More crime reported online as police observe ‘channel shift’ from 101
PUBLISHED: 08:23 20 October 2018 | UPDATED: 08:23 20 October 2018
Online reporting of crime and accidents has almost doubled in Suffolk since the beginning of the year.
In January, police received 700 reports of crime, antisocial behaviour and road collisions via the force website, including 95 submissions of dashboard camera footage from motorists.
By August, the total had risen to 1,243, with police seeing a more than three-fold increase in dashcam footage – to 330 uploads.
The rise sharpened following the launch of a new telephony system at the police contact and control room (CCR) in May.
Assistant Chief Constable Rachel Kearton told a meeting of the police and crime commissioner’s accountability and performance panel that contact online and through social media was increasing.
Meanwhile, she said, the CCR had seen a drop in phone calls to the 101 non-emergency number.

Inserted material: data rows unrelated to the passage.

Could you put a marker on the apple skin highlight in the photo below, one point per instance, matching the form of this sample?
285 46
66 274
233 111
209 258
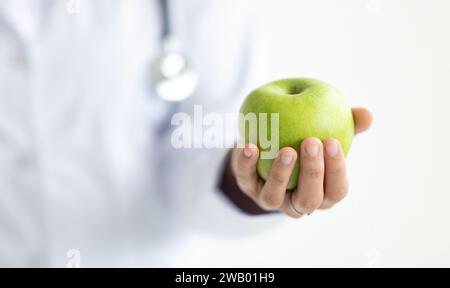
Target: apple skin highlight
306 108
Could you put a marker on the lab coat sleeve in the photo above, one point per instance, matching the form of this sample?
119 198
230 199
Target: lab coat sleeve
191 177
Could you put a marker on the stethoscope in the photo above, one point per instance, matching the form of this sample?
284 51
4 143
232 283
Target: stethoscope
174 79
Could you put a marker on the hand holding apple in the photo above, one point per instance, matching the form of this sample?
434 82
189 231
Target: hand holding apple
314 116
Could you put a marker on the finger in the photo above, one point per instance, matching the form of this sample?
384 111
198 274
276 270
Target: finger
272 194
336 184
288 208
244 168
362 118
309 193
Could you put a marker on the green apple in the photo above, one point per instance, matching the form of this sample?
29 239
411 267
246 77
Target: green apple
306 108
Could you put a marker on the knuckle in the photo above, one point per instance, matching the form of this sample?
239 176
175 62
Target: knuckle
337 194
313 172
336 170
278 177
243 165
271 200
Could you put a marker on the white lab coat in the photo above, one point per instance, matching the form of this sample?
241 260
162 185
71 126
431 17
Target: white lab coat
85 155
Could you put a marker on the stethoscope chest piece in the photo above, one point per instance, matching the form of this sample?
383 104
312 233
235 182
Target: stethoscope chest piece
174 79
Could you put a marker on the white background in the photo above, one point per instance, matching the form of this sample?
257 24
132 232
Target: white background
394 58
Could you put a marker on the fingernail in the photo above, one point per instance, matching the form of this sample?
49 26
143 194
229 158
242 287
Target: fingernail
312 150
286 159
248 152
332 149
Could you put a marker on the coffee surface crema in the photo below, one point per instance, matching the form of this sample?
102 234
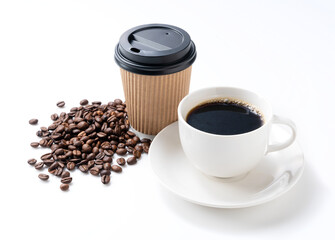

ACC Kearton said the advantages of the new internet protocol (IP) telephony system were already clear – particularly around how calls are prioritised.
The new system was designed to improve communication and management of surge in demand – with tailored messages offering details of the website to report a crime if non-emergency callers are waiting in a queue.
The system can handle email, text messages, social media and webchat, allowing ‘channel shift’ to other contact methods.
Data showed much of the website’s ‘contact us to report’ page views related to reports of lost and found property – indicating a channel shift away from closed police station front counters and the CCR.
A report said hour-by-hour analysis of demand mirrored peaks and troughs in volume of calls to the CCR – supporting the theory that the public will channel shift when lines are busy.
Despite a reduction in overall call volume, with fewer people using the 101 number, the CCR continues heightened emergency call demand, with the rolling 12 month figures to August showing an increase of 11% (9,244 calls) against the three-year average.
During August, a peak demand month, 999 calls were answered in five seconds on average.
The average time for answering lower priority ‘advice and administration’ 101 calls – most of which could be dealt with online – is five-and-a-half minutes, while higher priority domestic abuse calls are picked up in 41 seconds.